Bill was looking for a new dog, after his previous working dog died.
“I had about 500 poll dorset ewes ready to lamb, so I needed a dog.”
He heard the Jerilderie working dog show was on, but he missed it by a day.
So Bill contacted the organisers to see if there were any promising young dogs that didn’t sell.
They referred him to one dog, who had apparently had stage fright and didn’t perform too well, but they figured he might be worth a try.
Bill took a punt and drove to St Arnaud, where breeder John Flanagan introduced him to Rip. This time, Rip went well through his paces and something impressed Bill about the big Kelpie.

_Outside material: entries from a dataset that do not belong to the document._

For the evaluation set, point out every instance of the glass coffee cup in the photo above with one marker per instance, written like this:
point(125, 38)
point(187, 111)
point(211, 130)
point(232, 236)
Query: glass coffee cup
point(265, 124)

“I wasn’t quite sure if the dog was well-trained or the sheep were!” Bill recalls with a laugh..
“I bought him back, and he’s my mate now”
Bill Sammon's dog, Rip goes into action at Chapel Hill, Bungeet.
“He paws me when he wants me, and he talks to me.
He demonstrates his intelligence in a number of ways.
“When my son calls him to tie him up; Rip runs to me and sits next to me. He knows I’m the boss.
Bill is full of praise for his mate.
“He’s turned out really well.”
While some dogs insist on always getting ahead of the sheep and pushing them back to their handler, Rip seems to understand that sometimes he needs to work in reverse. And on the Majella properties, dispersed around the Bungeet hills, Rip can direct the flock along the roads.
And when the sheep try to run off into the hillside boulders to hide, Rip can ferret them out.
The only fault Bill can name is that the big black and tan kelpie is a one-man dog.
“He doesn’t want to work for another man.”
Bill has sold the Majella stud to a neighbour as he is looking to ease back on work, and he whimsically reflects on how life has turned out for the two; Rip starting out his working job, and Bill winding down his flock.
But of course, Bill hints, he won't be giving up his interest in sheep completely: he plans to keep a hundred or so on his property, so Rip will have plenty to do.
“I couldn’t part with him,” Bill said.
Rip can find the sheep, even when they try to hide among the hillsie boulders.
Bill Sammon's dog, Rip, is a good mate to his boss.